Queue raises funding to build fully autonomous pharmacy
Queue is applying automation to improve prescription fulfillment.

Queue is applying automation to improve prescription fulfillment. Source: Queue
Queue today emerged from stealth with an autonomous pharmacy system and $12.6 million in seed funding. The company said its system is designed to make prescription fulfillment faster, more accessible, and cost-effective while supporting rigorous safety and verification protocols.
“Pharmacy in America is structurally broken,” stated Josh Liu, co-founder and chief technology officer of Queue. “Queue is a complete reimagining of how medications get dispensed, verified, and delivered. We built the machine the industry has needed for decades, and the demand we’re seeing proves it.”
Pharmacies are facing “overwhelming workloads and job dissatisfaction,” according to Drugstore News . Schools are graduating 3,000 to 4,000 fewer pharmacists than will be needed over the next five to six years, it said.
Pharmacy technician vacancies have been reported at 40% or higher, reported the American Society of Health-System Pharmacists. As one pharmacist noted , employee shortages can increase the risk of human error.

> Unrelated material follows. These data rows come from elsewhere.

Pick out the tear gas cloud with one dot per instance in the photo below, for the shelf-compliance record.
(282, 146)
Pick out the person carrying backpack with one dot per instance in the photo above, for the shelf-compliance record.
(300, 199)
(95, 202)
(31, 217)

In addition, pharmacies are losing money on a growing share of prescriptions due to “negative reimbursements,” which put the industry under even more pressure. Researchers at USC and UC Berkeley found that nearly one in three pharmacies has closed since 2010 , leading to “pharmacy deserts.” Because of these structural forces, the $670.6 billion U.S. retail pharmacy market has few viable paths forward.

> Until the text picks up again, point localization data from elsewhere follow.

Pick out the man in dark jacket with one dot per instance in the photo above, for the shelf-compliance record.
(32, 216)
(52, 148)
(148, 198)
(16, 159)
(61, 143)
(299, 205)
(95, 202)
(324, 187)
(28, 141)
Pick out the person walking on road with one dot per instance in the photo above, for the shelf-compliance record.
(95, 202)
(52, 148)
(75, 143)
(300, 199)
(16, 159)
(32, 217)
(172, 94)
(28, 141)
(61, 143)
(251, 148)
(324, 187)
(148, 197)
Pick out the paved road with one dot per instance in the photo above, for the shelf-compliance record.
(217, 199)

Queue was co-founded by Nick Desai, CEO, a six-time venture-backed entrepreneur who previously founded and led Heal, a home healthcare company that raised more than $200 million, and Liu, whose experience spans Tesla and Zipline.
“We think that robotics and AI should be applied in a way that actually enables greater human flourishing,” Liu told The Robot Report . “In our particular case, that would mean enabling more connection with people and enabling better service and health outcomes for the general public.”
Palo Alto, Calif.-based Queue said its robotic system fills and verifies prescriptions from sealed wholesale pill bottles without requiring an on-site pharmacist. It said this will enable lower-cost prescription fulfillment and broader pharmacy access across retail , healthcare , and other settings.
Each cell in the system can hold thousands of pills, and it can fill a vial of 60 pills every 30 seconds, explained Liu. Queue has developed software for security and ease of use, initially by pharmacists and eventually directly by customers.